Have you ever wondered what is the possible length of DNA that is present inside your cells? After all, its the DNA that contains information that is responsible for your physical traits – how you look, how you talk – your metabolic and physiological processes and essentially everything that defines you. The human genome contains approximately 3 billion base pairs of DNA packaged into 23 chromosomes. Thus, Each cell in our body contains around 2 meters of DNA. Moreover, it is estimated that the human body contains about 50 trillion cells—which works out to 100 trillion meters of DNA per human. Now, consider the fact that the Sun is 150 billion meters from Earth. This means that each of us has enough DNA to go from here to the Sun and back more than 300 times, or around Earth’s equator 2.5 million times!
However, our cells are extremely tiny. So, how does so much DNA possibly fit into a single cell? To achieve this, DNA strands have to be tightly wrapped and compacted into bundles. This allows the cells to condense DNA into the microscopic space of the eukaryotic nucleus. The cells have evolved a mechanism of different levels of folding with the help of specialized molecules called Nucleosomes.
Learn more about Nucleosomes and DNA compaction in the video below:
The folding mechanism of DNA is believed to play a large role in how genes are read by the rest of the cell.

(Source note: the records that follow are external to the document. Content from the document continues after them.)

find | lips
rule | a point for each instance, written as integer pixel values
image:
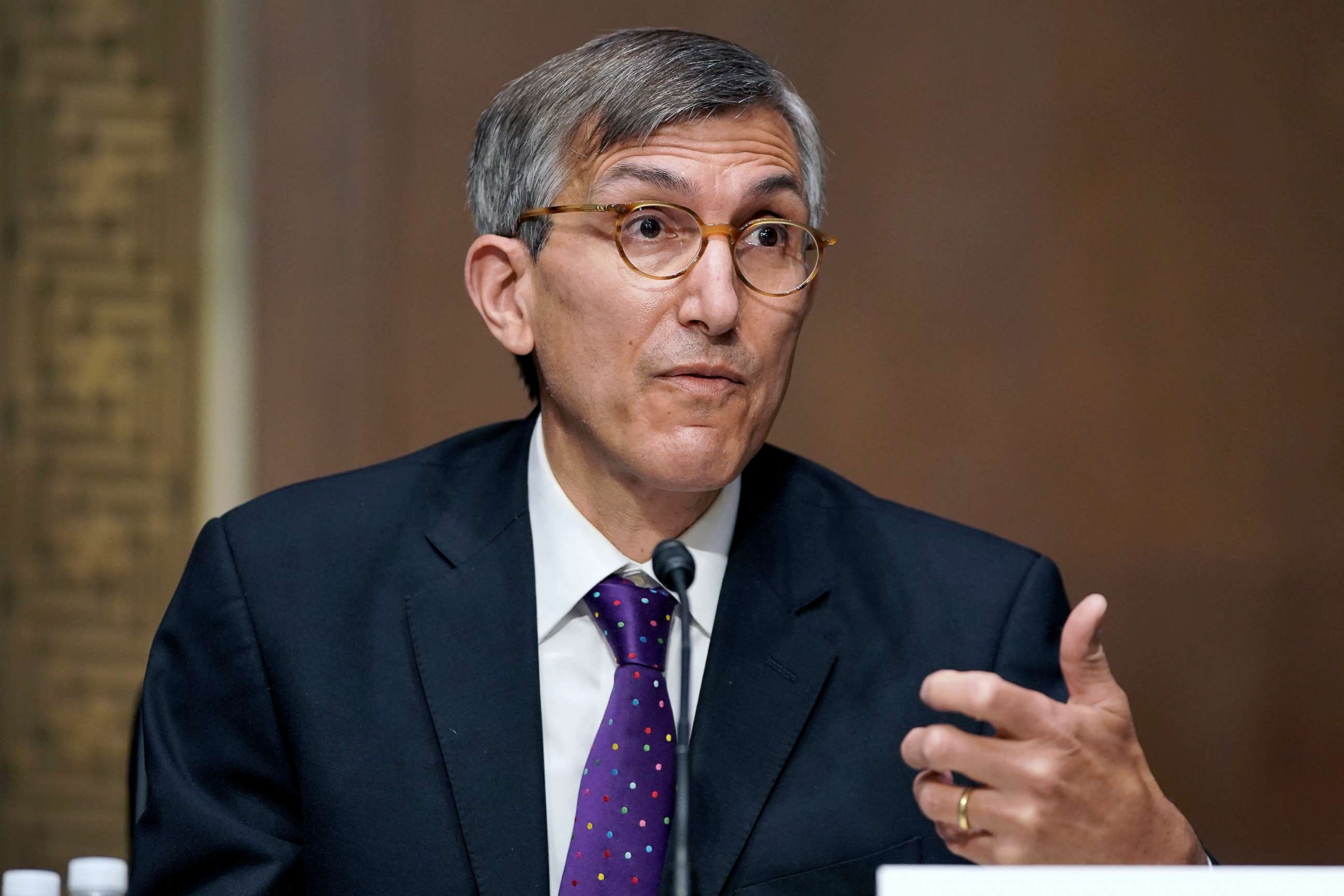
(707, 372)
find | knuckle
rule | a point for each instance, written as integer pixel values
(986, 694)
(925, 799)
(940, 745)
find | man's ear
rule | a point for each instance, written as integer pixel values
(498, 277)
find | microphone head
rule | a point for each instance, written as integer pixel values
(673, 563)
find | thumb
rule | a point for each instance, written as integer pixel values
(1082, 659)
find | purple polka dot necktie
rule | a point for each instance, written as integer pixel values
(624, 810)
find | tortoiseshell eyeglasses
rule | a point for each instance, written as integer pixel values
(773, 256)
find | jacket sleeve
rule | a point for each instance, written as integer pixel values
(1029, 651)
(222, 813)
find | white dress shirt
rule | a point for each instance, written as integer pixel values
(577, 667)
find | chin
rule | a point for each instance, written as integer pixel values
(694, 458)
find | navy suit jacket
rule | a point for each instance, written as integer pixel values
(343, 694)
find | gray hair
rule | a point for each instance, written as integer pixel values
(624, 87)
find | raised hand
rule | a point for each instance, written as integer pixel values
(1059, 782)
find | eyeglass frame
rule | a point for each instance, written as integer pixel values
(624, 210)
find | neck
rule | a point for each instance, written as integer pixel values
(629, 512)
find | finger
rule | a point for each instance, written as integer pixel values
(1014, 711)
(991, 761)
(1084, 661)
(939, 801)
(972, 845)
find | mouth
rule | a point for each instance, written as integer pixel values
(705, 372)
(703, 381)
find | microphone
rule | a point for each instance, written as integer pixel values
(674, 566)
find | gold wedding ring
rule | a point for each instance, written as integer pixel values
(961, 809)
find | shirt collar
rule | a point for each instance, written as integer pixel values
(570, 555)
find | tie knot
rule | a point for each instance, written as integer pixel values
(634, 617)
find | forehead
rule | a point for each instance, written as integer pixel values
(748, 143)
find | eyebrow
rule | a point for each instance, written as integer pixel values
(651, 175)
(673, 182)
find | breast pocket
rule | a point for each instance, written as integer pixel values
(851, 878)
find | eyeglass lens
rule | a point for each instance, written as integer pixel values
(773, 257)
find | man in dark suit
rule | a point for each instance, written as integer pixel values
(390, 680)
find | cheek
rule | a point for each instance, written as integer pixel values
(589, 330)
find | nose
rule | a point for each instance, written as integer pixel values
(711, 299)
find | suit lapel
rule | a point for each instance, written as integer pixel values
(473, 633)
(762, 678)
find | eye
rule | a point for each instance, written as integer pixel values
(769, 237)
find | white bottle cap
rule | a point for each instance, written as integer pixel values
(97, 874)
(31, 883)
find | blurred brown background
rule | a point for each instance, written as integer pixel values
(1089, 295)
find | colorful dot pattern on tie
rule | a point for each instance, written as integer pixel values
(613, 849)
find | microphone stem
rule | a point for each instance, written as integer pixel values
(682, 859)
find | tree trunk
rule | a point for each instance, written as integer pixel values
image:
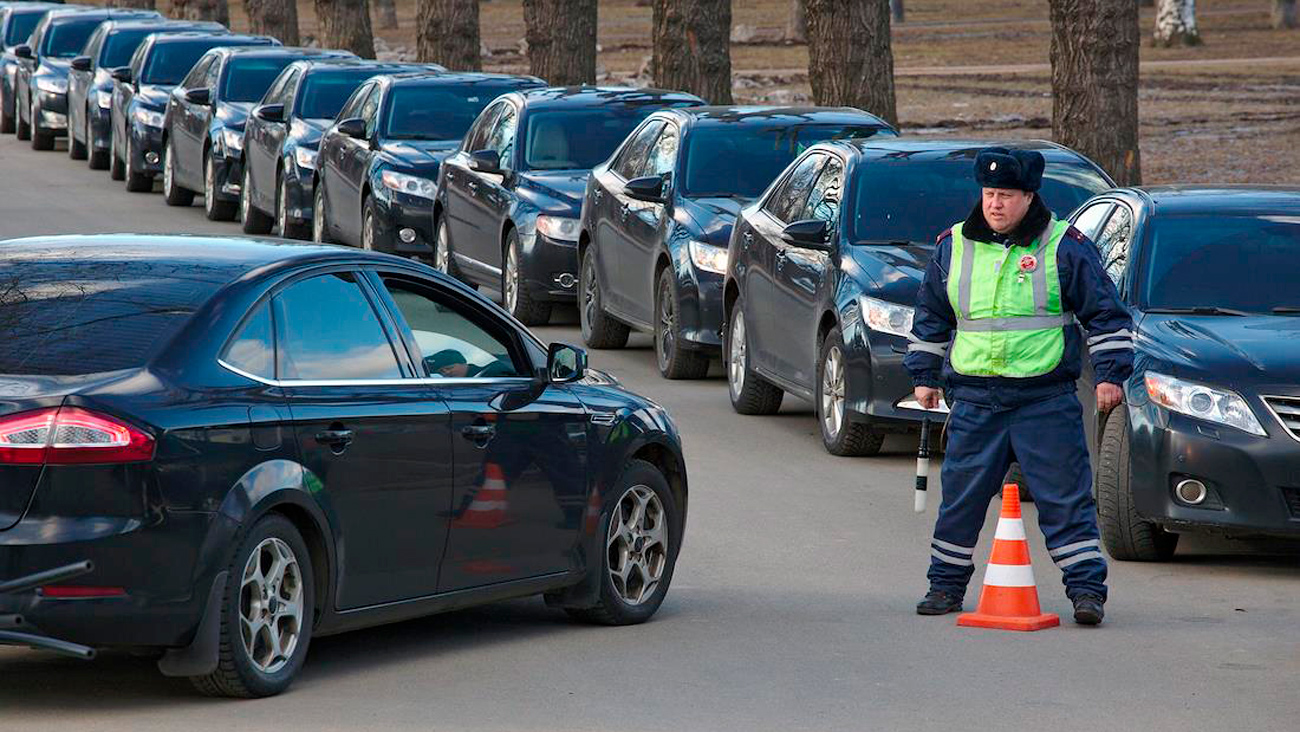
(1175, 24)
(1283, 13)
(560, 40)
(346, 25)
(692, 47)
(388, 13)
(1095, 82)
(202, 11)
(447, 34)
(850, 59)
(277, 18)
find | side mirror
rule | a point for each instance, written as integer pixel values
(809, 234)
(649, 189)
(485, 161)
(564, 363)
(271, 112)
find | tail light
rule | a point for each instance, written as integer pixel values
(70, 436)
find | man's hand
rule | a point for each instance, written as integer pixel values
(928, 397)
(1109, 395)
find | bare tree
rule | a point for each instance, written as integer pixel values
(447, 34)
(692, 47)
(1175, 24)
(850, 59)
(1095, 82)
(560, 40)
(346, 24)
(277, 18)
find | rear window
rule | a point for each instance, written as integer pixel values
(65, 315)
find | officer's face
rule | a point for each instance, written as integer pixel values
(1004, 208)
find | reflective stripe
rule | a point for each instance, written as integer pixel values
(1009, 576)
(1074, 546)
(1078, 558)
(943, 557)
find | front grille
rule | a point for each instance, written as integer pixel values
(1287, 410)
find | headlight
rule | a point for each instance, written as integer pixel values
(408, 185)
(1203, 402)
(306, 157)
(709, 258)
(887, 317)
(148, 117)
(558, 228)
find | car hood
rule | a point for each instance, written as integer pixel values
(1225, 350)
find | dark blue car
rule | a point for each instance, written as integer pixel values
(510, 198)
(657, 220)
(380, 161)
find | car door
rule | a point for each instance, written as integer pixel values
(376, 444)
(519, 444)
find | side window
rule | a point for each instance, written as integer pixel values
(328, 330)
(632, 159)
(791, 194)
(254, 349)
(453, 341)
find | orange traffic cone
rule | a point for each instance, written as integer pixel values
(488, 509)
(1010, 598)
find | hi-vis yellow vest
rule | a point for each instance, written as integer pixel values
(1008, 303)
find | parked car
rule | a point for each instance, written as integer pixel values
(17, 21)
(40, 83)
(823, 272)
(259, 444)
(90, 79)
(282, 135)
(1208, 438)
(657, 220)
(141, 92)
(204, 122)
(378, 186)
(508, 199)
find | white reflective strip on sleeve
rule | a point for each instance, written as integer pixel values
(1009, 575)
(1012, 529)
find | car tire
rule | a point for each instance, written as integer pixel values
(644, 545)
(750, 394)
(1125, 535)
(246, 668)
(674, 358)
(172, 191)
(599, 330)
(840, 434)
(514, 295)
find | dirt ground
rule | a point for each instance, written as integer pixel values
(1227, 111)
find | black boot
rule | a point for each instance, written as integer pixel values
(939, 602)
(1088, 610)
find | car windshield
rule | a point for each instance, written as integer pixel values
(437, 112)
(744, 159)
(247, 79)
(66, 39)
(904, 199)
(1247, 263)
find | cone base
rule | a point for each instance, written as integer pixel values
(1009, 623)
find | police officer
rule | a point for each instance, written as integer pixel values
(995, 325)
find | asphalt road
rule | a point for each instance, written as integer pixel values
(792, 606)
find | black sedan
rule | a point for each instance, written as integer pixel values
(284, 133)
(657, 220)
(40, 85)
(90, 82)
(510, 198)
(204, 122)
(823, 272)
(378, 163)
(259, 444)
(1209, 434)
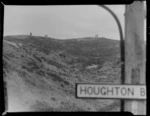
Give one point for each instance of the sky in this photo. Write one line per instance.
(63, 22)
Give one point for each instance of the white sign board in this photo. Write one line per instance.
(110, 91)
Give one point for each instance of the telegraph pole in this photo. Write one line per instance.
(135, 53)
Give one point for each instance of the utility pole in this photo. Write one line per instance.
(135, 53)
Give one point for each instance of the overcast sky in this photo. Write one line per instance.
(63, 22)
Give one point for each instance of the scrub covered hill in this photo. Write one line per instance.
(41, 72)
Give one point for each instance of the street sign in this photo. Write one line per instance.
(110, 91)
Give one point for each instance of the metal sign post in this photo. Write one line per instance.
(135, 53)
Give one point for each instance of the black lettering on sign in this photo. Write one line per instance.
(83, 90)
(130, 92)
(90, 90)
(96, 91)
(143, 92)
(103, 91)
(109, 90)
(117, 90)
(123, 91)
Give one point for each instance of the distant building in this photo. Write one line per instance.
(92, 66)
(96, 36)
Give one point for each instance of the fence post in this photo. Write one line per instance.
(135, 53)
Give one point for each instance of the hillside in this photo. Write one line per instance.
(41, 73)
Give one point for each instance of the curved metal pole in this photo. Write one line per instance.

Recent studies have also indicated that the information regarding how the DNA should fold is also coded into our DNA.
This implies that a second layer of information exists in the DNA (Inception?) i.e. the DNA sequence not only contains information to synthesize proteins and control gene expression, it contains information on its own folding. This could also mean that genetic mutations are not just caused by a change in the sequence of codes but also by a change in the way the DNA strands are folded.
Therapeutically, it is important because if we can devise a way to hide these unwanted mutations it could potentially be helpful in treating some genetic diseases.